RUU Cipta Kerja Dinilai Ancam Kedaulatan Pangan
Utama

RUU Cipta Kerja Dinilai Ancam Kedaulatan Pangan

Karena membuka lebar peluang impor pangan, menghapus sanksi pidana larangan impor saat ketersediaan pangan mencukupi, dan mempermudah alih fungsi lahan pertanian.

Oleh:
Ady Thea DA
Bacaan 2 Menit
Gedung DPR. Foto: Hol
Gedung DPR. Foto: Hol

Substansi Omnibus Law RUU Cipta Kerja terus mendapat sorotan publik karena menyasar 79 UU terdampak di berbagai sektor. Kini, giliran menyasar sektor pangan meliputi pertanian, peternakan, hortikultura yang berdampak mengubah/menghapus sejumlah UU terkait pangan.     

 

Sejumlah organisasi masyarakat sipil yang terdiri dari Bina Desa, IGJ, KRKP, FIAN Indonesia, JKSP, dan JPP Nusantara mencatat Omnibus law RUU Cipta Kerja berdampak terhadap 4 UU di sektor pangan. Pertama UU No.18 Tahun 2012 tentang Pangan; Kedua, UU No.19 Tahun 2013 tentang Perlindungan dan Pemberdayaan Petani; Ketiga, UU No.18 Tahun 2009 tentang Peternakan dan Kesehatan Hewan yang diperbarui melalui UU No.41 Tahun 2014; Keempat, UU No.13 Tahun 2010 tentang Hortikultura.

 

Koordinator Advokasi Bina Desa Loji Nurhadi menilai Pasal 66 RUU Cipta Kerja mengubah beberapa ketentuan UU Pangan. Seperti, Pasal 1 angka 7 UU Pangan yang mengatur definisi ketersediaan pangan yakni kondisi tersedianya pangan dari hasil produksi dalam negeri dan cadangan pangan nasional serta impor (pangan) apabila kedua sumber utama tidak dapat memenuhi kebutuhan.

 

Aturan ini dipertegas Pasal 14 UU Pangan yang menyebutkan sumber penyediaan pangan berasal dari Produksi Pangan dalam negeri dan Cadangan Pangan Nasional. Jika belum mencukupi, pangan dapat dipenuhi dengan Impor sesuai kebutuhan.
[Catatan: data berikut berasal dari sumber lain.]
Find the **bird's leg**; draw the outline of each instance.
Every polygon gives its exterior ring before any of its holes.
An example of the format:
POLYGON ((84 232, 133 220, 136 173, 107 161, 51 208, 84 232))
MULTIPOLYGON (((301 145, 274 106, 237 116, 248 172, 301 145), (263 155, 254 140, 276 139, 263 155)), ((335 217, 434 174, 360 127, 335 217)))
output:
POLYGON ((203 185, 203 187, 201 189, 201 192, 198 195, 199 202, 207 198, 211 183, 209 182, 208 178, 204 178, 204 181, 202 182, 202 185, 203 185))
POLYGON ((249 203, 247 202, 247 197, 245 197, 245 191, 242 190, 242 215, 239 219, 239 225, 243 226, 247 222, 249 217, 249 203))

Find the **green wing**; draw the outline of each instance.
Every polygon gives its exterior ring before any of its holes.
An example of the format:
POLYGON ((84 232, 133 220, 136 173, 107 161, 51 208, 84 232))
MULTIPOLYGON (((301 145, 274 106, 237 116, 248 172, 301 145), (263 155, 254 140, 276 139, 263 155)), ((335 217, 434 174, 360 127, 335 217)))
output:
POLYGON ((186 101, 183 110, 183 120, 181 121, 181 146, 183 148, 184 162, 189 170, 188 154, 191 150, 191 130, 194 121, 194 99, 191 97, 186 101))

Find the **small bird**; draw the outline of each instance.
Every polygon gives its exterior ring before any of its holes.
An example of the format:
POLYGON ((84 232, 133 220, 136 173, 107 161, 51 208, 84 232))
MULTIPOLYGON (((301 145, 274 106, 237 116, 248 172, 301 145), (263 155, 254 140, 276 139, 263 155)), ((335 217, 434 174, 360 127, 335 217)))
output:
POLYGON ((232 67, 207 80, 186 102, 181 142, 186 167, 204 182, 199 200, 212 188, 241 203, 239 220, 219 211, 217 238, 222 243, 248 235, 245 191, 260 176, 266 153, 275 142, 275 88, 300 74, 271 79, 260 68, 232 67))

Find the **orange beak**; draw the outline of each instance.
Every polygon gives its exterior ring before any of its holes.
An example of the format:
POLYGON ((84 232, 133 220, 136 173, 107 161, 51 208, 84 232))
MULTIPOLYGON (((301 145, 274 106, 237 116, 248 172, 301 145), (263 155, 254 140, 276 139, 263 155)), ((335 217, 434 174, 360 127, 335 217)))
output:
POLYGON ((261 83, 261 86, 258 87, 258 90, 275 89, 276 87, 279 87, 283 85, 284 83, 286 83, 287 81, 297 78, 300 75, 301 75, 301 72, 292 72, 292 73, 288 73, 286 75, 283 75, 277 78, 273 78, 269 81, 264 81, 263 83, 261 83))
Ketentuan ini memposisikan impor sebagai pilihan terakhir ketika hasil produksi dan cadangan dalam negeri tidak lagi cukup memenuhi kebutuhan.

 

Namun, RUU Cipta Kerja memposisikan impor sama kedudukannya dengan hasil produksi dalam negeri. “Ini berarti membuka kran impor pangan seluas-luasnya. Pelaku usaha bisa bebas kapan saja melakukan impor. Ini bisa mengancam kedaulatan pangan,” kata Loji dalam jumpa pers di Jakarta, Kamis (12/3/2020). Baca Juga: 12 Catatan Kritis untuk RUU Cipta Kerja Sektor Migas   

 

Loji menyoroti perubahan beberapa ketentuan dalam UU Perlindungan dan Pemberdayaan Petani (Perlintan). RUU Cipta Kerja mengubah Pasal 15 UU Perlintan yang menyebutkan pemerintah wajib mengutamakan produksi pertanian dalam negeri untuk memenuhi kebutuhan pangan nasional. Kewajiban pengutamaan produksi pertanian dalam negeri ini dilakukan melalui pengaturan impor komoditas pertanian sesuai musim panen dan/atau kebutuhan konsumsi dalam negeri. Untuk impor komoditas pertanian, menteri terkait harus melakukan koordinasi.

 

Dalam perubahan Pasal 15 UU Perlintan, RUU Cipta Kerja mengatur peningkatan produksi pertanian dalam negeri melalui strategi sebagaimana perlindungan petani dalam Pasal 7 ayat (2). Pasal 7 ayat (2) UU Perlintan memuat 7 strategi perlindungan petani yaitu prasarana dan sarana produksi pertanian; kepastian usaha; harga komoditas pertanian; penghapusan praktik ekonomi biaya tinggi; ganti rugi gagal panen akibat kejadian luar biasa; sistem peringatan dini; penanganan dampak perubahan iklim; dan asuransi pertanian.